# Spike The Excavator!



## Tropical Torts (Sep 18, 2011)

This is Spike my 5" sulcata in his very first burrow he proudly started himself! At this point it is only 4-6" deep; I will probably put a brick at the end of it by the time its about 12" to prevent him from digging any farther.

Well here's the proud little guy standing guard at the front door!


----------



## chase thorn (Sep 18, 2011)

i love watching my sullies start a new burrow! but theirs are like 5-6' deep!


----------



## Tropical Torts (Sep 18, 2011)

chase thorn said:


> i love watching my sullies start a new burrow! but theirs are like 5-6' deep!



Oh it is very interesting indeed. Due to the fact that Spike is still just a juvenile I will not let him dig his burrow that deep. Also since I live in Florida we get rain on a regular basis which can cause a burrow to cave in. I just dont want to risk it with my little fella!


----------



## tyler0912 (Sep 18, 2011)




----------



## ascott (Sep 18, 2011)

so funny.....he looks like," what? don't know why I did it, just did
"....LOL he is a cutie


----------



## Tropical Torts (Sep 18, 2011)

ascott said:


> so funny.....he looks like," what? don't know why I did it, just did
> "....LOL he is a cutie



That's exactly what he looks like he would say! Dontcha just wish your torts could talk to you?!?


----------



## ascott (Sep 18, 2011)

Oye, it would be like a house of youngins...."hey, we are hungry....watermelon, watermelon!!....." LOL, "will you let me outside please, hey hey, its kinda cold will you turn that heat thing on, I'm thirsty, ooppsss just poo'd, whatcha doin, where ya goin, what's that ??? " LOL


----------



## chase thorn (Sep 18, 2011)

jrcrist4 said:


> chase thorn said:
> 
> 
> > i love watching my sullies start a new burrow! but theirs are like 5-6' deep!
> ...




i completely understand! i usually,when it rains hard here, put something over their favorite burrow so it wont fill or cave in!


----------



## jackrat (Sep 18, 2011)

He looks proud.


----------



## dmarcus (Sep 18, 2011)

He is very proud of his burrow, i love how round the entrance is....


----------



## stephiiberrybean (Sep 18, 2011)

Hehe. Bless him.
He's so cute. He's clearly very proud of his burrow.

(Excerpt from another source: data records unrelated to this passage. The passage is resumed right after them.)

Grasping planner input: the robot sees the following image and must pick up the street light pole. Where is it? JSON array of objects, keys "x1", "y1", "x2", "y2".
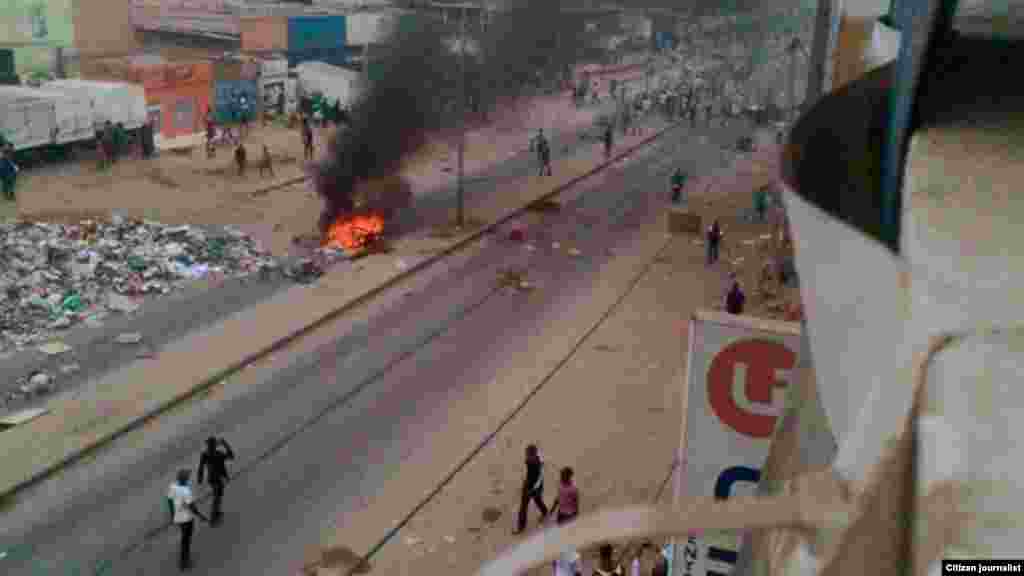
[{"x1": 455, "y1": 6, "x2": 466, "y2": 228}]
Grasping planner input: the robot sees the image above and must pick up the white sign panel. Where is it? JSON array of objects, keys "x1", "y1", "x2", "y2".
[{"x1": 674, "y1": 311, "x2": 800, "y2": 576}]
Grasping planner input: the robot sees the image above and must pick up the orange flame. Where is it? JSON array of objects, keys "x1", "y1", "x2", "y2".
[{"x1": 324, "y1": 213, "x2": 384, "y2": 251}]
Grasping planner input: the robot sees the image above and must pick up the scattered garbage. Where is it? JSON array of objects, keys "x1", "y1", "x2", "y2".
[
  {"x1": 117, "y1": 332, "x2": 142, "y2": 344},
  {"x1": 39, "y1": 340, "x2": 71, "y2": 356},
  {"x1": 0, "y1": 215, "x2": 273, "y2": 352},
  {"x1": 60, "y1": 363, "x2": 82, "y2": 375},
  {"x1": 106, "y1": 292, "x2": 139, "y2": 314},
  {"x1": 29, "y1": 372, "x2": 53, "y2": 395},
  {"x1": 285, "y1": 258, "x2": 324, "y2": 284}
]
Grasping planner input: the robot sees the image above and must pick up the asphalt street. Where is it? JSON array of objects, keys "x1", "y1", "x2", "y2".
[
  {"x1": 0, "y1": 98, "x2": 626, "y2": 414},
  {"x1": 0, "y1": 114, "x2": 748, "y2": 576}
]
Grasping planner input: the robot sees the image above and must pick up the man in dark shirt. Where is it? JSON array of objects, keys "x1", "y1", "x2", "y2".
[
  {"x1": 199, "y1": 437, "x2": 234, "y2": 524},
  {"x1": 514, "y1": 444, "x2": 548, "y2": 534},
  {"x1": 604, "y1": 122, "x2": 613, "y2": 160},
  {"x1": 725, "y1": 275, "x2": 746, "y2": 316}
]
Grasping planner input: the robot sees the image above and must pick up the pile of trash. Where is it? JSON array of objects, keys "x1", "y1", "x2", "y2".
[{"x1": 0, "y1": 216, "x2": 278, "y2": 352}]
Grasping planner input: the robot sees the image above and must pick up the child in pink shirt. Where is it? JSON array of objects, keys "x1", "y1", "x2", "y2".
[{"x1": 552, "y1": 466, "x2": 580, "y2": 525}]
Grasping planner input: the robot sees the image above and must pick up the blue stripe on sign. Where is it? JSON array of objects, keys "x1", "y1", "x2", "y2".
[{"x1": 708, "y1": 546, "x2": 739, "y2": 561}]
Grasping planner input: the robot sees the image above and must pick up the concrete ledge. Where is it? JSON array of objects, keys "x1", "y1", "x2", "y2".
[{"x1": 0, "y1": 116, "x2": 679, "y2": 497}]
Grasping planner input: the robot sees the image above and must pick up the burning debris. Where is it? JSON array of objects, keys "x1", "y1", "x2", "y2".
[
  {"x1": 316, "y1": 0, "x2": 583, "y2": 239},
  {"x1": 0, "y1": 217, "x2": 276, "y2": 351},
  {"x1": 324, "y1": 212, "x2": 384, "y2": 255}
]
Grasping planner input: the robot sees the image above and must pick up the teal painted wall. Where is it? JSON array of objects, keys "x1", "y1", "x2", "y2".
[{"x1": 0, "y1": 0, "x2": 75, "y2": 74}]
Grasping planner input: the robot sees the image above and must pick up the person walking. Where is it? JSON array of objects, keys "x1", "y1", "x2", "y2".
[
  {"x1": 302, "y1": 116, "x2": 313, "y2": 160},
  {"x1": 672, "y1": 168, "x2": 686, "y2": 204},
  {"x1": 199, "y1": 437, "x2": 234, "y2": 524},
  {"x1": 167, "y1": 469, "x2": 210, "y2": 572},
  {"x1": 513, "y1": 444, "x2": 548, "y2": 534},
  {"x1": 594, "y1": 544, "x2": 623, "y2": 576},
  {"x1": 0, "y1": 148, "x2": 18, "y2": 201},
  {"x1": 536, "y1": 128, "x2": 551, "y2": 176},
  {"x1": 206, "y1": 110, "x2": 217, "y2": 158},
  {"x1": 707, "y1": 218, "x2": 725, "y2": 265},
  {"x1": 554, "y1": 549, "x2": 583, "y2": 576},
  {"x1": 113, "y1": 122, "x2": 128, "y2": 162},
  {"x1": 604, "y1": 122, "x2": 614, "y2": 160},
  {"x1": 234, "y1": 142, "x2": 248, "y2": 176},
  {"x1": 259, "y1": 145, "x2": 273, "y2": 178},
  {"x1": 551, "y1": 466, "x2": 580, "y2": 526},
  {"x1": 725, "y1": 273, "x2": 746, "y2": 316}
]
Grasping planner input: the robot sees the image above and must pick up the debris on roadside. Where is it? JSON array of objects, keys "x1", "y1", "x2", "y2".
[
  {"x1": 60, "y1": 363, "x2": 82, "y2": 374},
  {"x1": 498, "y1": 270, "x2": 536, "y2": 291},
  {"x1": 285, "y1": 258, "x2": 324, "y2": 284},
  {"x1": 117, "y1": 332, "x2": 142, "y2": 344},
  {"x1": 39, "y1": 340, "x2": 71, "y2": 356},
  {"x1": 526, "y1": 199, "x2": 562, "y2": 213},
  {"x1": 0, "y1": 214, "x2": 272, "y2": 351}
]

He reminds me a teenager though with that face... "It's so unfair!! All i did was dig a burrow and now you've got the camera out and everything... urgh! Don't take my photo" HEHE


----------



## ChiKat (Sep 18, 2011)

He does look very proud  What a cute little man!


----------



## Tropical Torts (Sep 18, 2011)

dalano73 said:


> He is very proud of his burrow, i love how round the entrance is....



I noticed that too, its amazing to see how perfect they can make their burrows!



stephiiberrybean said:


> Hehe. Bless him.
> He's so cute. He's clearly very proud of his burrow.
> 
> He reminds me a teenager though with that face... "It's so unfair!! All i did was dig a burrow and now you've got the camera out and everything... urgh! Don't take my photo" HEHE



He does seem like a teenager, psht I would know, Im 17!


----------



## Turtle Guru (Sep 18, 2011)

Awesome picture love it


----------



## Tom (Sep 18, 2011)

Haha. You go ahead and put a brick in there and let us know how that goes...


----------



## Angrycowgoesmoo (Sep 18, 2011)

I LOVE it when animals make burrows! I always pretended to make a burrow with blankets when I was a kid :3


----------



## l0velesly (Sep 19, 2011)

hehehe. What a nice burrow! I'm surprised at how round it is. I wonder how they make it stay up without collapsing


----------



## Tropical Torts (Sep 19, 2011)

Sulcatas are fascinating little creatures, it is so cool how they instinctively know how to dig a burrow perfectly!


----------



## Tropical Torts (Sep 19, 2011)

Here he is 24 hours later and about 8" deeper!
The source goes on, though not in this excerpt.